There was, unfortunately, one way in which it wasn’t very impressive. There was no beer. The entire five-shelf unit, with its shelf tickets and its region labels, was completely empty. As you can imagine, I was a bit displeased, particularly with the whole choosing-Sainsbury’s-for-the-big-shop thing. (We did consider walking out and going somewhere else, but the moment passed.) When I got home I wrote to Sainsbury’s Customer Service to complain. Two days later I was passing a smaller Sainsbury’s (in Fallowfield), stuck my head in and found they had a GBBH display slightly smaller than Salford’s, but with the added bonus of actually having the beers in stock; I got some in. Two days after that a reply came from Customer Service, who had been

advised that the Great British Beer Hunt beers are now in stock. These are located in the seasonal isle.

Thanks, I had worked that one out.

Next weekend the big shop rolled round, and I wasn’t really in a Sainsbury’s-favouring-with-big-shop sort of mood; the other half suggested a nearby alternative supermarket and we went there. Last weekend, though, I thought it was worth giving Sainsbury’s in Salford another chance, and back we went. The good news is that the GBBH display wasn’t empty. The bad news is that, if anything, it looked even sadder than when it was empty: there was one shelf with shelf tickets for five GBBH beers, and only four of those were there. There was also a solitary bottle of another GBBH beer, with no shelf ticket. The other four shelves, making a nonsense of the GBBH signage, were half-filled with the usual suspects from the ale end of the beer aisle – Fuller’s, Greene King – plus a lost-looking cluster of bottles of Brooklyn Lager(!).

Two days later I was in Fallowfield again, and stuck my head in their Sainsbury’s again. Their GBBH display was groaning, again. This time I stopped to count the GBBH beers they were carrying: they had 15 out of the 20.

The GBBH is over now, or it very soon will be.
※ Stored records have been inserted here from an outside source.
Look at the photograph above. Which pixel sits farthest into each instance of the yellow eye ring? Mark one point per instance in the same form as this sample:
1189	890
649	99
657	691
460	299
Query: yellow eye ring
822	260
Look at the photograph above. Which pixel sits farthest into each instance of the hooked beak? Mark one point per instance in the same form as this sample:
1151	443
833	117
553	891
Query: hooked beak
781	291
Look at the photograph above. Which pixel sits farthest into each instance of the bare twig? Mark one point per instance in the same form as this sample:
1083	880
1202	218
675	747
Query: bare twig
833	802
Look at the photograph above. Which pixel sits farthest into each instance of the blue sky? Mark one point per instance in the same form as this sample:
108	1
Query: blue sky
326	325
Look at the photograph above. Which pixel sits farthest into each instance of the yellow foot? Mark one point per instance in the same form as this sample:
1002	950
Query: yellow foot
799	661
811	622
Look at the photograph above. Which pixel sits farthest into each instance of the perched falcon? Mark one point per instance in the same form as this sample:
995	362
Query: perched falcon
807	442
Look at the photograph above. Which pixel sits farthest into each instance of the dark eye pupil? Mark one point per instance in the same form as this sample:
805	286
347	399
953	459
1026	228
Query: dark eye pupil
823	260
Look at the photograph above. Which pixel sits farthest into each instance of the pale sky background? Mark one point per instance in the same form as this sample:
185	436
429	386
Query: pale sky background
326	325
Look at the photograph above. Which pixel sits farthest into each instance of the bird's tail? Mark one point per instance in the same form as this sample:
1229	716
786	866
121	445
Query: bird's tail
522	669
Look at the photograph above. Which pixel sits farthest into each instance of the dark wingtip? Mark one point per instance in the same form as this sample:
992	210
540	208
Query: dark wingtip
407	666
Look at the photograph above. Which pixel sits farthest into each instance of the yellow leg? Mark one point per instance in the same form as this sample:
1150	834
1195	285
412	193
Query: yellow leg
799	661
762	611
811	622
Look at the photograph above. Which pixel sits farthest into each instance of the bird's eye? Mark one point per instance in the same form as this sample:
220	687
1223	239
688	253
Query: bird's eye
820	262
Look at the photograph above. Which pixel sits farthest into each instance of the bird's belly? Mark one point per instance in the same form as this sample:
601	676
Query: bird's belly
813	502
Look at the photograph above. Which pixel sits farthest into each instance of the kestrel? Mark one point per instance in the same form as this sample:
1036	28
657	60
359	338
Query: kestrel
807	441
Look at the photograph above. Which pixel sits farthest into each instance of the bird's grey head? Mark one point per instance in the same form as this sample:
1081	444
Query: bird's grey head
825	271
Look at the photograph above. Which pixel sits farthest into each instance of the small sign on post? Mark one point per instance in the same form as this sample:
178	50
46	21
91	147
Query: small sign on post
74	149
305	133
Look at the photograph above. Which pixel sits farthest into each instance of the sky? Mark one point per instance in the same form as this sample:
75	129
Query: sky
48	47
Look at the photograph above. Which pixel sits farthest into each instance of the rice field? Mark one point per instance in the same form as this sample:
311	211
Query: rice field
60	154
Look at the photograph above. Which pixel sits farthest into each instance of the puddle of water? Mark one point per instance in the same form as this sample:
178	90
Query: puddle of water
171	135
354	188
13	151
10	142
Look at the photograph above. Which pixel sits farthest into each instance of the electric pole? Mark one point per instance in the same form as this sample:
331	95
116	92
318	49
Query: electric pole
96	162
Mostly thanks to the Fallowfield store, I’ve had the chance to buy all 20 beers and have actually bought 15 of them; I’ve drunk two so far, one of which was so good that I got a second bottle (from Fallowfield). I’m looking forward to working my way through the rest of them: interesting beers from decent breweries, and properly cheap with it.

So that’s all good. But when it’s time for the GBBH 2014 I won’t be bothering with Sainsbury’s Salford. In the immortal words of George W. Bush, “fool me twice, you don’t get fooled again”.